Veylan held my gaze for two seconds. Then he returned his attention to Mira.

"The Infernal affinity is genuine," he said. "Pure. Whoever sealed it did clean work — the containment was designed to degrade gradually over time, not collapse suddenly. Intensive training accelerated the timeline."

"My training caused this," Mira said. Her voice was raw. Thin. The voice of someone who’d just been told that everything they understood about themselves was a constructed lie. "The seminar. The exercises. They broke the seal."

"The exercises broke a seal that was already deteriorating," I said. "The timeline was compressed, but the outcome was inevitable. The seal was designed to fail eventually."

"Designed to fail? Who designs a seal to fail?"

"Someone who wanted to hide you until you were old enough to protect yourself."

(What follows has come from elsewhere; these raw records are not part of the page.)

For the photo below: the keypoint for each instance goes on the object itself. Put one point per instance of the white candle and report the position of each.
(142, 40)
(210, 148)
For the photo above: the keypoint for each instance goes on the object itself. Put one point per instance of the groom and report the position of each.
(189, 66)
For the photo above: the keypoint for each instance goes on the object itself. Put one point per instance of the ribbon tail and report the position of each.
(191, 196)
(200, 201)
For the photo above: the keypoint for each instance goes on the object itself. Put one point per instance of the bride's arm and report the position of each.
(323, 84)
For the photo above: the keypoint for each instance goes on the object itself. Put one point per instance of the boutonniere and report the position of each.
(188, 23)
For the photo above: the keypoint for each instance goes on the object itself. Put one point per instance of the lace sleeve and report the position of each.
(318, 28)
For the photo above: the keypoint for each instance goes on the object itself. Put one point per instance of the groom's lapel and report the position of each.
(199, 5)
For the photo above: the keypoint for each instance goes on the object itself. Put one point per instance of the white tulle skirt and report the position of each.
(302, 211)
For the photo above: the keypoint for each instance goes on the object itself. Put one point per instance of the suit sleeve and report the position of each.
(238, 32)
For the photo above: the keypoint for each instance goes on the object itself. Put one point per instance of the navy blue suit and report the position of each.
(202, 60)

She looked at her hands. The fire was gone — the surface fire, the false fire. What remained was a warmth that her skin couldn’t fully contain, a heat that came from inside rather than outside. Infernal. The same element that made Valeria Embercrown’s eyes glow scarlet and her family one of the seven most powerful on the continent.

"I’m not a commoner," she said. The words were flat. Processing. The tone of someone whose identity had just been rewritten in real-time.

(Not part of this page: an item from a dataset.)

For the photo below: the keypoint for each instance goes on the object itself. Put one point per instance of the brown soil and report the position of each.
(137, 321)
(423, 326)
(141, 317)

"You’re whatever you choose to be," I said. "A bloodline is a tool, not a definition."

"Says the Valdrake heir."

"Says a man who woke up in a body that wasn’t his and decided to define himself by his choices rather than his blood."

Another slip. The words were out before the filter caught them — "woke up in a body that wasn’t his." Not the language of a native Aethermere nobleman. The language of a transmigrated soul speaking too honestly under pressure.

Ren’s pen, somewhere behind me, stopped moving for exactly 1.4 seconds.

Then resumed.

Filed. Catalogued. Another entry in the growing list of things Cedric Valdrake said that didn’t quite fit the world he was supposed to come from.